We use Goldmine Grading Standards to grade our used vinyl.
These are absolutely perfect in every way. Mint records are factory sealed and have never been played. Once a record has been played, it is no longer in Mint condition.
NEAR MINT (NM or M-)
A good description of a NM record is “it looks like it just came from a retail store and it was opened for the first time.” In other words, it’s nearly perfect. NM records are shiny, with no visible defects. Writing, stickers or other markings cannot appear on the label, nor can any “spindle marks” from someone trying to blindly put the record on the turntable. Major factory defects also must be absent; a record and label obviously pressed off center is not Near Mint. If played, it will do so with no surface noise. (NM records don’t have to be “never played”; a record used on an excellent turntable can remain NM after many plays if the disc is properly cared for.) NM covers are free of creases, ring wear and seam splits of any kind.
NOTE: These are high standards, and they are not on a sliding scale. A record or sleeve from the 1950s must meet the same standards as one from the 1990s or 2000s to be Near Mint! It’s estimated that no more than 2 to 4 percent of all records remaining from the 1950s and 1960s are truly Near Mint. This is why they fetch such high prices, even for more common items.
VERY GOOD PLUS (VG+)
A good description of a VG+ record is “except for a couple minor things, this would be Near Mint.” Most collectors, especially those who want to play their records, will be happy with a VG+ record. VG+ records may show some slight signs of wear, including light scuffs or very light scratches that do not affect the listening experience. Slight warps that do not affect the sound are OK. Minor signs of handling are OK, too, such as telltale marks around the center hole, but repeated playing has not misshapen the hole. There may be some very light ring wear or discoloration, but it should be barely noticeable.
VG+ covers should have only minor wear. A VG+ cover might have some very minor seam wear or a split (less than one inch long) at the bottom, the most vulnerable location. Also, a VG+ cover may have some defacing, such as a cut-out marking. Covers with cut-out markings can never be considered Near Mint.
Very Good (VG)
Many of the imperfections found on a VG+ record are more obvious on a VG record. That said, VG records are among the biggest bargains in record collecting, because most of the “big money” goes for more perfect copies.
VG records have more obvious flaws than their counterparts in better shape. They lack most of the original gloss found on factory-fresh records. Groove wear is evident on sight, as are light scratches deep enough to feel with a fingernail. When played, a VG record has surface noise, and some scratches may be audible, especially in soft passages and during a song’s intro and ending. But the noise will not overpower the music otherwise.
Minor writing, tape or a sticker can detract from the label. Many collectors who have jukeboxes will use VG records in them and not think twice. They remain a fine listening experience, just not the same as if it were in better shape.
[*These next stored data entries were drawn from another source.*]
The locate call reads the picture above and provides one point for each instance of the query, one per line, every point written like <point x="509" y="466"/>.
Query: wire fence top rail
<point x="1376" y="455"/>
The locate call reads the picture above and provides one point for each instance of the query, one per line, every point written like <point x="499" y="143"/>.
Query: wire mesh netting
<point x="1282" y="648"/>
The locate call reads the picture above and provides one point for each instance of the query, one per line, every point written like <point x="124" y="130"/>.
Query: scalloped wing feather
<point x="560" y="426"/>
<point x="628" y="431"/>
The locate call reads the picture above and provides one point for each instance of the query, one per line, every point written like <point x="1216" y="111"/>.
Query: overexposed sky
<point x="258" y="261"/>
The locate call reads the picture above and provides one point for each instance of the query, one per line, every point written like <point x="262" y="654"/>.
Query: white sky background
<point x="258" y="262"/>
VG covers will have many signs of human handling. Ring wear in the middle or along the edges of the cover where the edge of a record would reside, is obvious, though not overwhelming. Some more creases might be visible. Seam splitting will be more obvious; it may appear on all three sides, though it won’t be obvious upon looking. Someone might have written or it or stamped a price tag on it, too.
Good does not mean bad! The record still plays through without skipping, so it can serve as filler until something better comes along. But it has significant surface noise and groove wear, and the label is worn, with significant ring wear, heavy writing, or obvious damage caused by someone trying to remove tape or stickers and failing miserably. A Good to VG– cover has ring wear to the point of distraction, has seam splits obvious on sight and may have even heavier writing, such as, for example, huge radio station letters written across the front to deter theft.
POOR (P) and Fair (F)
Records are cracked, impossibly warped, or skip and/or repeat when an attempt is made to play them. Covers are so heavily damaged that you almost want to cry.